The Monk Skin Tone Scale

(Part of the biometric product marketing expert series)

Now that I’ve dispensed with the first paragraph of Google’s page on the Monk Skin Tone Scale, let’s look at the meat of the page.

I believe we all agree on the problem: the need to measure the accuracy of facial analysis and facial recognition algorithms for different populations. For purposes of this post we will concentrate on a proxy for race, a person’s skin tone.

Why skin tone? Because we have hypothesized (I believe correctly) that the performance of facial algorithms is influenced by the skin tone of the person, not by whether or not they are Asian or Latino or whatever. Don’t forget that the designated races have a variety of skin tones within them.
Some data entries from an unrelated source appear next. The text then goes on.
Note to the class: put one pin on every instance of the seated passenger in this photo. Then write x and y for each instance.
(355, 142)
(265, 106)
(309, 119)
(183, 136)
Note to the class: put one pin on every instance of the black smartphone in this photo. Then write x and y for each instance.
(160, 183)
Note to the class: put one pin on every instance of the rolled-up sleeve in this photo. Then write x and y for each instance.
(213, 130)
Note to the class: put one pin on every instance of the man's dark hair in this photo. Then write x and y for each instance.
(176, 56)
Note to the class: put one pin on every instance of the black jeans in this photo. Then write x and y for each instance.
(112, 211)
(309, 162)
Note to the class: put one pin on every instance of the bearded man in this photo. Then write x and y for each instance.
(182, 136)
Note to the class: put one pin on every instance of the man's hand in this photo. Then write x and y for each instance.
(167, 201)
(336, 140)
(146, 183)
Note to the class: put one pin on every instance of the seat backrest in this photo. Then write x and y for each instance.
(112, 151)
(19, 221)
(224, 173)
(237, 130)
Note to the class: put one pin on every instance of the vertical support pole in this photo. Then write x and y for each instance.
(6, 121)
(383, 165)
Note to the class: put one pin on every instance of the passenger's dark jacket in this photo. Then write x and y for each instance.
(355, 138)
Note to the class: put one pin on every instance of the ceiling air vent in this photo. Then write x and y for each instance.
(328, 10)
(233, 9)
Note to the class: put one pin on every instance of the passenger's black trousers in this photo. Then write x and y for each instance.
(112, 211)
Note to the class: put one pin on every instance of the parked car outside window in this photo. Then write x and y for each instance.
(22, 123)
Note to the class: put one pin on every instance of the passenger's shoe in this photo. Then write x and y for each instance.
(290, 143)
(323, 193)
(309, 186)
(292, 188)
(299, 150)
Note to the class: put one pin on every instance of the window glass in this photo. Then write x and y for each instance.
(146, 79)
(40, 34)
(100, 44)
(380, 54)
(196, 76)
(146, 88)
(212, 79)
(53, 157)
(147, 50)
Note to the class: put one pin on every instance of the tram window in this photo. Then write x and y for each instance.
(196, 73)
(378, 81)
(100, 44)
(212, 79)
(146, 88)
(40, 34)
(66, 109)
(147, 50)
But how many skin tones should one use?

40 point makeup skin tone scale

The beauty industry has identified over 40 different skin tones for makeup, but this granular of an approach would overwhelm a machine learning evaluation:

[L]arger scales like these can be challenging for ML use cases, because of the difficulty of applying that many tones consistently across a wide variety of content, while maintaining statistical significance in evaluations. For example, it can become difficult for human annotators to differentiate subtle variation in skin tone in images captured in poor lighting conditions.

6 point Fitzpatrick skin tone scale

The first attempt at categorizing skin tones was the Fitzpatrick system.

To date, the de-facto tech industry standard for categorizing skin tone has been the 6-point Fitzpatrick Scale. Developed in 1975 by Harvard dermatologist Thomas Fitzpatrick, the Fitzpatrick Scale was originally designed to assess UV sensitivity of different skin types for dermatological purposes.

However, using this skin tone scale led to….(drumroll)…bias.

[T]he scale skews towards lighter tones, which tend to be more UV-sensitive. While this scale may work for dermatological use cases, relying on the Fitzpatrick Scale for ML development has resulted in unintended bias that excludes darker tones.

10 point Monk Skin Tone (MST) Scale

Enter Dr. Ellis Monk, whose biography could be ripped from today’s headlines.

Dr. Ellis Monk—an Associate Professor of Sociology at Harvard University whose research focuses on social inequalities with respect to race and ethnicity—set out to address these biases.

If you’re still reading this and haven’t collapsed in a rage of fury, here’s what Dr. Monk did.

Dr. Monk’s research resulted in the Monk Skin Tone (MST) Scale—a more inclusive 10-tone scale explicitly designed to represent a broader range of communities. The MST Scale is used by the National Institute of Health (NIH) and the University of Chicago’s National Opinion Research Center, and is now available to the entire ML community.

From https://skintone.google/the-scale.

Where is the MST Scale used?

According to Biometric Update, iBeta has developed a demographic bias test based upon ISO/IEC 19795-10, which itself incorporates the Monk Skin Tone Scale.

At least for now. Biometric Update notes that other skin tone measurements are under developoment, including the “Colorimetric Skin Tone (CST)” and INESC TEC/Fraunhofer Institute research that uses “ethnicity labels as a continuous variable instead of a discrete value.”

But will there be enough data for variable 8.675309?